问题并不表明密码恢复是非多项式的,因为显然它是——你必须搜索答案的指数空间。
实际上,“密码恢复”并不是对标准计算问题的真正描述。从形式上看,密码破解算法似乎采用某种“预言机”来回答给定的字符串是否是正确的密码。然而,P 和 NP 是根据图灵机定义的,图灵机以字符串作为输入。
The problem is not showing that password recovery is non-polynomial, since clearly it is -- you have to search an exponential space of answers.
Actually, "password-recovery" isn't really a description of a standard computational problem. It seems that, formally, password breaking algorithms take some sort of "oracle" that can answer whether a given string is the correct password. However, P and NP are defined in terms of Turing machines, which take strings as input.
该问题的正式表述是接受哈希值(和盐)作为输入,并尝试查找将生成该哈希的密码:基本已知的密文冲突查找问题。
根据哈希的质量,这可能不需要需要指数时间。事实上,许多广泛使用的加密散列已经识别出比密钥空间搜索运行得更快的攻击。
这就是说:您(和其他一些响应者)假设密码修改例程具有设计者希望它们具有的所有属性。这必须被证明。
The formal statement of this problem would be one that accepts as input the hashed value (and salt) and attempts to find a password that will generate that hash: your basic known cyphertext collision finding problem.
Depending on the quality of the hash, this might not require exponential time. Indeed, many cryptographic hashed in widespread use have identified attacks that run faster than keyspace searches.
Which is to say: you (ans some of the other responders) have assumed that the password munging routine has all the properties the designers wanted them to have. This would have to be proved.
写这个答案是因为我在某个时候有过这个想法,而这里的答案并不令人满意。
你已经证明了在“Oracle”存在的情况下 P =/= NP (这是告诉密码是否正确的东西)。
事实证明,您实际上无法使用预言机来证明原始的 P 与 NP(这种技术称为相对化)。
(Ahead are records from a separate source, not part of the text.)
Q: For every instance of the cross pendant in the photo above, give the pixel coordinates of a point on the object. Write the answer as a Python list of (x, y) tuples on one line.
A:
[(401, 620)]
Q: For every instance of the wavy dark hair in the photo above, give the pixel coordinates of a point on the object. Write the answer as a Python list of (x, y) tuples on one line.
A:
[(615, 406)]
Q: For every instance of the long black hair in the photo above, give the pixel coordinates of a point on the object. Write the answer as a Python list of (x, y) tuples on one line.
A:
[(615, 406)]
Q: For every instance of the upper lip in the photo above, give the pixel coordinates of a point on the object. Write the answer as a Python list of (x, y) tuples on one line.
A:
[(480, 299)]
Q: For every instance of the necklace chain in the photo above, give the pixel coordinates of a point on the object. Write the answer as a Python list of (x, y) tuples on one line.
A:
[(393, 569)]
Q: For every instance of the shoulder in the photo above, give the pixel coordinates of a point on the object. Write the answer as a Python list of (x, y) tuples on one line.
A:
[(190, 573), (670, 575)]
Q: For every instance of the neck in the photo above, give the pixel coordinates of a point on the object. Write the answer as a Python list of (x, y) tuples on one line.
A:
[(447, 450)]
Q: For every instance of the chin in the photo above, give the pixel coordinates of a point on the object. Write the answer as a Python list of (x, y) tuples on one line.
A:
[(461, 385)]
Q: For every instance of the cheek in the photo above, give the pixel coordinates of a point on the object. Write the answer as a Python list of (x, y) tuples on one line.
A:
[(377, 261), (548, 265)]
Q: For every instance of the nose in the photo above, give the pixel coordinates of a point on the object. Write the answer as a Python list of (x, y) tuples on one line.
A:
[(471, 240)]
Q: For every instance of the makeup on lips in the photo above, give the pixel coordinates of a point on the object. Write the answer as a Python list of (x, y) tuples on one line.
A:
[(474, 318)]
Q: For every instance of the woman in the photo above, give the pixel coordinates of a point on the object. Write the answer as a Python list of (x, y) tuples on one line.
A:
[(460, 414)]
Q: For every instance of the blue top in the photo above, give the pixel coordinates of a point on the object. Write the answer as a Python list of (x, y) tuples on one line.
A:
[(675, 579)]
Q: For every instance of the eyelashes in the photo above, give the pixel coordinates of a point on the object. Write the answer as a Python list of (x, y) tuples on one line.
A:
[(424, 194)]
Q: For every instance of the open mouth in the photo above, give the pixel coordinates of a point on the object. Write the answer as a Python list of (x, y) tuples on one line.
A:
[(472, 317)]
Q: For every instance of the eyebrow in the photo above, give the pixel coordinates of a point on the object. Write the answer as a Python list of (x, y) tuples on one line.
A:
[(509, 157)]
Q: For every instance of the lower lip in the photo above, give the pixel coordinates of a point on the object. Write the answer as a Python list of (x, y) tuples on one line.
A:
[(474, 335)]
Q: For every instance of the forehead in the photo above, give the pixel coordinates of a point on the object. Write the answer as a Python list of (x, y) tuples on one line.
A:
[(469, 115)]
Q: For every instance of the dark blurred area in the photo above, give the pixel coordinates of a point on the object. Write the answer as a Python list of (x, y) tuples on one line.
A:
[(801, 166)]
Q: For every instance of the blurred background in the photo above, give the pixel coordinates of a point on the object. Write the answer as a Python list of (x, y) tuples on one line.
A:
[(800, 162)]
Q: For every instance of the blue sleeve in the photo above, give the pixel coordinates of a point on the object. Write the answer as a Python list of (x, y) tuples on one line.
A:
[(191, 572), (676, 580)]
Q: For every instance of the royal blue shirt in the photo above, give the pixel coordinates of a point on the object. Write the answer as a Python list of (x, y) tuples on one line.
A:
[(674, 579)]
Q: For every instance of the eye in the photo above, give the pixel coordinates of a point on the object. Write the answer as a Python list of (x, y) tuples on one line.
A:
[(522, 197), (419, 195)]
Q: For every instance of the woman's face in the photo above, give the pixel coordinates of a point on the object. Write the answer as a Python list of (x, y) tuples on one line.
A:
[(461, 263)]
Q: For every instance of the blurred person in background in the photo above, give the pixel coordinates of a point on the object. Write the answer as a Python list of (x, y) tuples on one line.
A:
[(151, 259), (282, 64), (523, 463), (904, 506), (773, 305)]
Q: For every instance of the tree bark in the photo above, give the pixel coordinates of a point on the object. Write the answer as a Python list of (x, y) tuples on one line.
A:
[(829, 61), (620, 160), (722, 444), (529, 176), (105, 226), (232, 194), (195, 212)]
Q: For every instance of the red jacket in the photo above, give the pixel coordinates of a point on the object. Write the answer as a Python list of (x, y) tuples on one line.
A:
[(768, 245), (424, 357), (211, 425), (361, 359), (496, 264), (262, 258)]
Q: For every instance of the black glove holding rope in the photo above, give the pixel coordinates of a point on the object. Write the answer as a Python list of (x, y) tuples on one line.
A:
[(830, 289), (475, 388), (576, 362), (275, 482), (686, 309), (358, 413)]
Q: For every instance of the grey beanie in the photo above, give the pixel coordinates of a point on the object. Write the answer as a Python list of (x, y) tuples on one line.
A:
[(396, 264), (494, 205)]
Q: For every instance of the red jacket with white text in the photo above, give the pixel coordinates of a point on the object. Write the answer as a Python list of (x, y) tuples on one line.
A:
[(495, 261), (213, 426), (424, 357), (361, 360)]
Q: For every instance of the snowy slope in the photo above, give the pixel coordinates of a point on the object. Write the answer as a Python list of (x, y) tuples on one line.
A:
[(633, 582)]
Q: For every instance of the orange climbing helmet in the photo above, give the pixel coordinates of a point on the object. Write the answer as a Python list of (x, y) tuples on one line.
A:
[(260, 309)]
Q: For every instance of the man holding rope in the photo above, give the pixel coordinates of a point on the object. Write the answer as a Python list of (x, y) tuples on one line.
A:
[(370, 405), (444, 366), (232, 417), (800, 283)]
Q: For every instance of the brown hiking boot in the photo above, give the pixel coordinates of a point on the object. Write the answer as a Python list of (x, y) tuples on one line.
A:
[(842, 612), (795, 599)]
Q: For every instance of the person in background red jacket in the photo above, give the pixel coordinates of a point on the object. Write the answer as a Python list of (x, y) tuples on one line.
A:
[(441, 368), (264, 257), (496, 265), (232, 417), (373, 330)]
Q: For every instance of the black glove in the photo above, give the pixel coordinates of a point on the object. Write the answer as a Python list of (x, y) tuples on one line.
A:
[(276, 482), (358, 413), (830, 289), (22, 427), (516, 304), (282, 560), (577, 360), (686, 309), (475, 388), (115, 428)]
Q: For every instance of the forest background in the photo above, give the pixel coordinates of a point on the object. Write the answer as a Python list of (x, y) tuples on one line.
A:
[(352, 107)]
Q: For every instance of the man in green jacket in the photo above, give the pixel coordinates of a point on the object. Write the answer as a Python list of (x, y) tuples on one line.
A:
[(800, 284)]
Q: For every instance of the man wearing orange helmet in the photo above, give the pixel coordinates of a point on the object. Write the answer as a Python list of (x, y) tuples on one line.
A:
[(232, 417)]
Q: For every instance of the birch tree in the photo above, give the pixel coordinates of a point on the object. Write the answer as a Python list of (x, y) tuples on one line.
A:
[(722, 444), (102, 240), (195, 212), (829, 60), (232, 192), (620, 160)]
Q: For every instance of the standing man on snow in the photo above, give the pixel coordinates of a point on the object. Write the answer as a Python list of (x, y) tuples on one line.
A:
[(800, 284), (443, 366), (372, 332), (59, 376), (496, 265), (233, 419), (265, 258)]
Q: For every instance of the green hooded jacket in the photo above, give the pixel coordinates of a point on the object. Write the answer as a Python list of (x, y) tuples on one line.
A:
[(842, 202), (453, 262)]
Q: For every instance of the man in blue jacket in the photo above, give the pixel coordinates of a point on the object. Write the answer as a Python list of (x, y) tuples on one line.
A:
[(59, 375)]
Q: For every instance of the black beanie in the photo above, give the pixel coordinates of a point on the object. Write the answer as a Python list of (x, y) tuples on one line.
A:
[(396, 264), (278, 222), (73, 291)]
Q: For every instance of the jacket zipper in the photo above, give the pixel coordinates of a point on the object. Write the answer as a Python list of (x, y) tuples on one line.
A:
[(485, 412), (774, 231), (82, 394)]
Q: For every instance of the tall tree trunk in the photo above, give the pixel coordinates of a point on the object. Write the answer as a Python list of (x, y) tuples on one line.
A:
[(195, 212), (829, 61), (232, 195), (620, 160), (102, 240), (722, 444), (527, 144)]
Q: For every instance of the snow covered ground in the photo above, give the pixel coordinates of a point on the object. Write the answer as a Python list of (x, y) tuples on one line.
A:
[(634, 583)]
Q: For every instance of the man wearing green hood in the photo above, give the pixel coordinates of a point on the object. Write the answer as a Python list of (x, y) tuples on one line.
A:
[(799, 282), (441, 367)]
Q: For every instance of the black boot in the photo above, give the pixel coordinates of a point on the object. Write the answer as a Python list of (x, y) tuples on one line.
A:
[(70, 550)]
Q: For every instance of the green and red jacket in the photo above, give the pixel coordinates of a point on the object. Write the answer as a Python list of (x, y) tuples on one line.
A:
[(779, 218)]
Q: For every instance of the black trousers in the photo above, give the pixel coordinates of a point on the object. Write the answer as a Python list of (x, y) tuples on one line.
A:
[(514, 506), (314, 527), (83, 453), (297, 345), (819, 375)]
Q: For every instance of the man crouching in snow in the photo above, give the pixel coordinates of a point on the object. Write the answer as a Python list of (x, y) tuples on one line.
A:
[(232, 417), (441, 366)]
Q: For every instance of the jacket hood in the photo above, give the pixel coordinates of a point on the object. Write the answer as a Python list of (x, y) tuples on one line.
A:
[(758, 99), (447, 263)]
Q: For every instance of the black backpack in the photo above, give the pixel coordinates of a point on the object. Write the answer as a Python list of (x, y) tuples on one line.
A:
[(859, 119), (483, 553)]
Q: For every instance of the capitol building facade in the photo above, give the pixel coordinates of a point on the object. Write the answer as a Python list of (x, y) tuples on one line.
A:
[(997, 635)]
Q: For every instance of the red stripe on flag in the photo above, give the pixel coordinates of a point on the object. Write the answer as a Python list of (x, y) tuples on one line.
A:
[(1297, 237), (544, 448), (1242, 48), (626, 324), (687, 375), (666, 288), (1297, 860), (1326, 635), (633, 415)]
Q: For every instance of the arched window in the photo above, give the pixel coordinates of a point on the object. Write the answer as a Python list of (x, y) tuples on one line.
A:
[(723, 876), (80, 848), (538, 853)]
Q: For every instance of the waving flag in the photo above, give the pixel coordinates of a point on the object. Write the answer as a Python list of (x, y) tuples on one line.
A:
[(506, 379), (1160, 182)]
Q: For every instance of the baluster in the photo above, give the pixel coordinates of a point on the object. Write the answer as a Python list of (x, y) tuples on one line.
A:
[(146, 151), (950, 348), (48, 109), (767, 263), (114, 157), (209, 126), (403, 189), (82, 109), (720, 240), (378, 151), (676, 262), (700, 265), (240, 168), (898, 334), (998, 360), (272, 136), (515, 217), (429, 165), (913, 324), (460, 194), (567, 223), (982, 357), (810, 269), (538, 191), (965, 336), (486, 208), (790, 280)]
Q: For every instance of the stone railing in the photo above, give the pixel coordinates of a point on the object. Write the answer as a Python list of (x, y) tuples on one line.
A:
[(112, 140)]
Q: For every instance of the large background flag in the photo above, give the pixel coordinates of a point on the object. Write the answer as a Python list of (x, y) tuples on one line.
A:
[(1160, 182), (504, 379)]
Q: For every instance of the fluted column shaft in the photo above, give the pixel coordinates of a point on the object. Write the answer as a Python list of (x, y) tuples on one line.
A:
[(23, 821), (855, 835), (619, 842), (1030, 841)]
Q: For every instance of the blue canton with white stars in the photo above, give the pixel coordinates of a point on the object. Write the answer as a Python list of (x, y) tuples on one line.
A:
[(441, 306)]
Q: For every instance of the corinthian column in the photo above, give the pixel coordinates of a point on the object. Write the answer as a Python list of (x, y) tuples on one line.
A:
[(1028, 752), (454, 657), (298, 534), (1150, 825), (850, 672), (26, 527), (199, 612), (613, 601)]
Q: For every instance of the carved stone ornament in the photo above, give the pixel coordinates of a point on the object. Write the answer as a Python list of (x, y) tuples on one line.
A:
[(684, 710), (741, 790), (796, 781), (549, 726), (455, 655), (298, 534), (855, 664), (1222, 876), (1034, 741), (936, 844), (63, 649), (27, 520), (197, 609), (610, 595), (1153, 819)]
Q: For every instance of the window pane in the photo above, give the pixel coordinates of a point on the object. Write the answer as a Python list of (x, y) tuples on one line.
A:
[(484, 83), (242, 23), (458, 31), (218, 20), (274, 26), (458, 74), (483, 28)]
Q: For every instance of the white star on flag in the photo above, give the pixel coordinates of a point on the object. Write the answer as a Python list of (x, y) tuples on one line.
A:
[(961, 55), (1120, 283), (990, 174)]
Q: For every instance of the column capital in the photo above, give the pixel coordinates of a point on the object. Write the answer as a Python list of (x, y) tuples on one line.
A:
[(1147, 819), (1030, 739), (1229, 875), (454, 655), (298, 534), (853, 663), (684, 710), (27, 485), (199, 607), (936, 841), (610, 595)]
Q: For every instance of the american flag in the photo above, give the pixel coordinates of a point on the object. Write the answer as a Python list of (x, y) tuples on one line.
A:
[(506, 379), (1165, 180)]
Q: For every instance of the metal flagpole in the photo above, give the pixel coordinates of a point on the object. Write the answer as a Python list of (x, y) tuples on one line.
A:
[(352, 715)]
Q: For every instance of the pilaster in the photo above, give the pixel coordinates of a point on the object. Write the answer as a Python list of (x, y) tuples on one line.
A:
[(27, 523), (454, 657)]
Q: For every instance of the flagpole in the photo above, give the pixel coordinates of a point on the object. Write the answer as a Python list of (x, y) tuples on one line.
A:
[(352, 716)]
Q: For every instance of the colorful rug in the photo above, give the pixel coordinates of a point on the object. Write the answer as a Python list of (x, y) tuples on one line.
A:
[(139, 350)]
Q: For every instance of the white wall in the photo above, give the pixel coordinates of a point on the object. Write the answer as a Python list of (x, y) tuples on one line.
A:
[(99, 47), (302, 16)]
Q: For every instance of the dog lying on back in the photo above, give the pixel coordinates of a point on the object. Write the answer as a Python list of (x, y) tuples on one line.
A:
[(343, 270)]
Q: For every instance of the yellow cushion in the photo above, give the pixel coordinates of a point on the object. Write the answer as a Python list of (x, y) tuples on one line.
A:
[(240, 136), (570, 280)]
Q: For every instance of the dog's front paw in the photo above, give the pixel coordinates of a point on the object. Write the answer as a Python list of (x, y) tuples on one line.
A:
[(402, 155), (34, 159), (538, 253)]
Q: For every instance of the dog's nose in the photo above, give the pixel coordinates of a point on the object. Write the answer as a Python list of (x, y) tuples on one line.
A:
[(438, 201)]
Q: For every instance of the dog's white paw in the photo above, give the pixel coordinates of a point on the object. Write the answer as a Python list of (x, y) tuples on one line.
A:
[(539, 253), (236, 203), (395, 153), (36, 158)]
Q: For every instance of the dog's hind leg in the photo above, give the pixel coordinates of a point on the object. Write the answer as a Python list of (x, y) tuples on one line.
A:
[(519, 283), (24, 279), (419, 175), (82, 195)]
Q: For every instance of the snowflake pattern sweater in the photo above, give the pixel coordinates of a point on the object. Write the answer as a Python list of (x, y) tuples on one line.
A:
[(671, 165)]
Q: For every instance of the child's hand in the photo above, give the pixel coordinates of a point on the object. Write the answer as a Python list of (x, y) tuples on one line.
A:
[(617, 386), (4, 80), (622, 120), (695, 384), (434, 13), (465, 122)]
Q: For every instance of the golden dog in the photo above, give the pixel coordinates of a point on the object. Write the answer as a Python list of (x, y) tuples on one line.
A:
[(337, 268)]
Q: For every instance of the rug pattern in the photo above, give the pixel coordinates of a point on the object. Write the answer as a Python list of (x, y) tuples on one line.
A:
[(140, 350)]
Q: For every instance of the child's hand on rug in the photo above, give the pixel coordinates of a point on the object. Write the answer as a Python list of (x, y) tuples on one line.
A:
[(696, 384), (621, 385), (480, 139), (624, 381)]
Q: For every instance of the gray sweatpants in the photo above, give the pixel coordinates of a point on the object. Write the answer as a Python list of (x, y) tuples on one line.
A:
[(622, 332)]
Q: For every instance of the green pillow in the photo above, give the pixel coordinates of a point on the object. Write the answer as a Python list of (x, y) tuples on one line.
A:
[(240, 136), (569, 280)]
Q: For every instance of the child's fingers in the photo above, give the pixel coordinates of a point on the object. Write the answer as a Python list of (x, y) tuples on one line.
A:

为了证明最初的问题,你必须用图灵机来定义 Oracle。换句话说,您必须描述密码验证程序对输入执行的操作,然后证明没有算法可以在给定密码验证程序代码的情况下猜测密码。
请注意,您必须对任何可能的快速密码验证程序执行此操作。密码验证器算法的唯一要求是它在密码长度方面以多项式时间运行。
因此,给定任何可能的算法来检查密码在多项式时间内是否正确,您必须编写一个算法来读取验证者算法并尝试猜测密码是否在多项式时间内。如果你能证明或反驳这种算法的存在,那么你就解决了问题。
Writing this answer because I had this idea at some point, and the answers here were not satisfactory.
You have proved that P =/= NP under the presence of an 'Oracle' (this is the thing that tells if the password is right or not).
It has been shown you can actually not prove the original P vs NP by using Oracles (this technique is called relativisation).
In order to prove the original problem you have to define the Oracle in terms of a turing machine. In other words, you have to describe what the password verifier does with the input, and then prove that there is no algorithm that can guess the password given the password verifier code.
Note that you have to do this for any possible fast password verifier. The only requirement of the password verifier algorithm is that it runs in polinomial time with regards to the password length.
So given any possible algorithm that checks if the password is right or not in polinomial time, you have to write an algorithm that reads the verifier algorithm and tries to guess the password is in polinomial time. If you can prove or disprove that such algorithm exists then you have solved the problem.